Barokah secara etimologis adalah “Ziyadatul Khoiri Wannaf’i” yang berarti semakin bertambahnya kebaikan dan manfaat. Ar Raghib Al Ashfihani memberikan keterangan yang sangat simpel untuk mendefinisikan barokah yaitu “Kebaikan Tuhan yang ada pada sesuatu”. Adapun yang dimaksud dengan “Kebaikan Tuhan” disini adalah bersifat ilahi sehingga bersifat abstrak tetapi dapat dirasakan. Apabila dikolerasikan dengan pemahaman bahwa barokah adalah semakin dekat kepada Alloh SWT, maka barokah itu berati datangnya kebaikan dan manfaat yang menjadikan semakin dekat kepada Alloh SWT.

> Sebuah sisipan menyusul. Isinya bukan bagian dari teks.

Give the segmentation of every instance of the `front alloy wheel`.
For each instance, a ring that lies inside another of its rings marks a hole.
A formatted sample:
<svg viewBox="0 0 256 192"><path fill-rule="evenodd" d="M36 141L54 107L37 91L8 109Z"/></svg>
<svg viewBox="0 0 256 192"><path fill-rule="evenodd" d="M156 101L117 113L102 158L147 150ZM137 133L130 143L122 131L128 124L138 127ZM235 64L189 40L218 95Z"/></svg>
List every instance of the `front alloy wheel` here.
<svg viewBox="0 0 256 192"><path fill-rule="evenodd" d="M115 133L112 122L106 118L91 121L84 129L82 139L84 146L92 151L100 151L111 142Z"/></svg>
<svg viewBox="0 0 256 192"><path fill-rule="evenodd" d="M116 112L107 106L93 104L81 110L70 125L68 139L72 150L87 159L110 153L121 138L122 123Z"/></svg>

Sesuatu yang dianggap bermuatan barokah berarti dirasakan ada nilai tambah meskipun pada lahirnya tidak ada, atau malah berkurang. Karena itu ada pendapat lain yang mengatakan “Barokah adalah bertambah dan berkembang dari jalur yang tidak dapat dilihat secara kasat mata”. Contohnya harta yang disedekahkan, secara kasat mata memang berkurang, namun pada hekekatnya mengandung barokah atau diberkahi, karena terkadang secara tidak langsung mendatangkan rizqi dari jalur yang lain. Makan tanpa membaca bismillah secara lahiriyah memang tidak berbeda dengan makan yang didahului bacaan bismillah, namun dengan bacaan bismillah maka dalam makanan itu ada nilai tambah yang tidak terlihat tapi dapat dirasakan, begitulah pengertian barokah.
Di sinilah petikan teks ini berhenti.